Southern Forestry Consultants, Inc. (SFC) has been monitoring beetle activity continuously and while activity slowed with the onset of consistent summer rainfall, activity has increased recently with drier weather. Earlier in the year IPS beetles were found in downed trees, but they had not successfully attacked living, healthy trees. In the past few weeks IPS beetles have begun to attack trees that, at least from an outward appearance, do not appear to have been damaged by the storm. We encourage you to be vigilant in watching for yellowing or reddening needles in isolated trees or groups of trees. Additionally, our monitoring efforts from the air and ground will continue.

IPS beetles have successfully attacked 16 species of pine in the US including loblolly, slash, and longleaf pine. Under normal circumstances IPS beetles are unable to successfully attack most healthy trees as the sap in the vascular system of the tree is able to expel or trap the attacking beetle. However, during periods of drought, reduced sap flowing in the tree as a result of less available groundwater inhibits the tree’s ability to resist attacks.  Furthermore, an abundance of dying material following disasters like Hurricane Michael provide ideal breeding grounds for the IPS beetle to reproduce and multiply.  Our monitoring efforts have supported the idea that hurricane-stressed trees of all age classes, including timber stands as young as three years old, have suffered damages leading to IPS beetles infestations.

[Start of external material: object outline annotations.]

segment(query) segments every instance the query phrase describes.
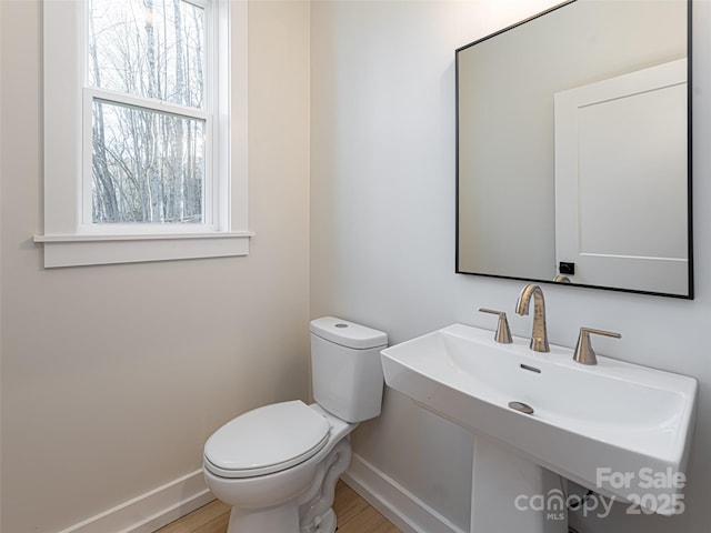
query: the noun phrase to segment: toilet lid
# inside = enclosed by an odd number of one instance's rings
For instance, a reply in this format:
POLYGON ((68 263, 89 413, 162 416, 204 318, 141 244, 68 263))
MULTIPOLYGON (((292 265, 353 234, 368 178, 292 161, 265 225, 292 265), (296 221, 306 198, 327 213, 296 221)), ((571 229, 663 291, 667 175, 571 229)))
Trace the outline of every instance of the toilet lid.
POLYGON ((299 400, 258 408, 208 439, 206 467, 223 477, 279 472, 321 450, 330 429, 323 415, 299 400))

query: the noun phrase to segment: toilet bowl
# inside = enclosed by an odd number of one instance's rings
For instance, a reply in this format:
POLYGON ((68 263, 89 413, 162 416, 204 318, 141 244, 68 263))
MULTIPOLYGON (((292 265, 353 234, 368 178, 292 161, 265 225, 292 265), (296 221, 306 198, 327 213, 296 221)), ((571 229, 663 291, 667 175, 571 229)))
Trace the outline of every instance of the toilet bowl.
POLYGON ((350 433, 380 414, 387 335, 332 316, 310 329, 317 403, 258 408, 206 443, 208 487, 232 506, 228 533, 336 531, 333 494, 350 463, 350 433))

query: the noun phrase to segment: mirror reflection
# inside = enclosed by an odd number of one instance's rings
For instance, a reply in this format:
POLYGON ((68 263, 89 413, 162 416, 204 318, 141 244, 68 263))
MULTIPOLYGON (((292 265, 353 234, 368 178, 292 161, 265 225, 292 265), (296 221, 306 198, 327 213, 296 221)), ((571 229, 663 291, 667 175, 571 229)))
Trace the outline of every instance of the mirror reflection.
POLYGON ((687 0, 457 50, 457 271, 692 298, 687 0))

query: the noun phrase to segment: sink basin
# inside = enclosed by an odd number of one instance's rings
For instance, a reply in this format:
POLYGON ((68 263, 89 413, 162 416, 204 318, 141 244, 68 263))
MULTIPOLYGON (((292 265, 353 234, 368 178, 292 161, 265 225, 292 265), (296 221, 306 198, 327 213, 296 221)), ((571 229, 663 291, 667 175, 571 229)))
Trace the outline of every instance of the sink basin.
POLYGON ((695 420, 692 378, 453 324, 382 351, 385 382, 419 405, 598 493, 660 514, 679 500, 695 420), (520 402, 525 414, 509 406, 520 402))

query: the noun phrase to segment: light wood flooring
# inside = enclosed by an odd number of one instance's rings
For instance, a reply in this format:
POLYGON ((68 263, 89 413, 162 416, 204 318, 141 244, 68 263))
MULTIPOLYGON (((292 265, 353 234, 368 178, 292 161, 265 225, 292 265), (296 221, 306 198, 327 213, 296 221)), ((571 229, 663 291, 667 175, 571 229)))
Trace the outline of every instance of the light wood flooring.
MULTIPOLYGON (((401 533, 342 481, 336 485, 333 510, 338 533, 401 533)), ((230 507, 216 500, 156 533, 226 533, 229 517, 230 507)))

Most control options for IPS beetles require the application of pesticides, but even the available products produce minimal effectiveness due to the difficulty in obtaining adequate coverage.  This challenge, coupled with the cost of treatment, really preclude pesticide applications from consideration as a logical option, except in isolated cases.  The best way to minimize risk for a given stand of timber is to prevent disturbance of all kinds.  As we enter the fall season when many people enjoy recreational activities on properties, be diligent in avoiding disturbance to timber stands.  Injuries from mowing, harrowing, tree stand attachments, and more can all lead to stressful conditions that could be the impetus for an infestation.

At this time, we are asking everyone to keep a close eye on their timber. It is perfectly normal to lose an isolated tree during any given year and secondary beetle infestations are common once a tree begins to die. However, if you see a group of trees in close proximity begin to decline or die, this could be a primary beetle infestation which will require closer observation. Yellowing needles, pitch tubes, and reddish-brown sawdust between bark plates are all indications of active beetles.  Please stay vigilant in your observations throughout the summer and fall as the peak beetle populations often coincide with seasonally dry conditions during this time.  If you have concerns about an infestation, alert your SFC forester to discuss an evaluation and options.